При изучении травы пустырника пятилопастного (Leonurus quinquelobatus Gilib. сем. Lamiaceae), собранного в областях Центральной России, экстракцию сырья проводили спиртом этиловым 95 % при нагревании на водяной бане [4].
Описано применение кислотного гидролиза в сочетании с микроволновой экстракцией для извлечения фенольных кислот из травы зверобоя продырявленного (Hypericum perforatum L. сем. Hypericaceae). Выявлено, что при использовании в качестве экстрагента воды с добавлением 2 М раствора хлористоводородной кислоты оптимальными условиями являются мощность микроволнового излучения 500 Вт и нагревание при 70 °C в течение 20 мин [11].
При исследовании БАВ в свежих корнях и корневищах лапчатки белой (Potentilla alba L. сем. Rosaceae) сырье измельчали на шаровой мельнице в присутствии ацетона. Экстракт отделяли центрифугированием. Экстракцию повторяли еще дважды 80 % водным ацетоном при комнатной температуре и постоянном перемешивании в течение 15 мин. Объединенные экстракты упаривали досуха в концентраторе при 45 °C и хранили при –20 °С [8].
В работе Ю.В. Загурской с соавт. показано, что важным этапом пробоподготовки при ВЭЖХ является отделение от экстрактов хлорофиллов, которые могут удерживаться обращенно-фазовым сорбентом колонки и искажать параметры хроматографирования. При изучении ГКК заготовленной в Сибири травы пустырника пятилопастного (Leonurus quinquelobatus Gilib. сем. Lamiaceae) хлорофилл отделяли методом твердофазной экстракции, пропуская экстракт через патрон «Диапак С16», заполненный обращенно-фазовым сорбентом [19].
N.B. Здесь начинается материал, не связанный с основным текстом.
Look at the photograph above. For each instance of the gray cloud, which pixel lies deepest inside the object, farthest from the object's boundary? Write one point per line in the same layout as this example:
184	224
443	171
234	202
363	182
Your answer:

Для получения экстрактов листьев жимолости синей (Lonicera caerulea subsp. altaica сем. Caprifoliaceae) измельченное сырье исчерпывающе экстрагировали спиртом этиловым 70 % на водяной бане. Охлажденный экстракт очищали от примесей гидрофильной природы методом твердофазной экстракции, пропуская через концентрирующий патрон «Диапак С16» (ЗАО «БиоХимМак») и промывая последовательно спиртом этиловым 70 % и затем 96 % [20].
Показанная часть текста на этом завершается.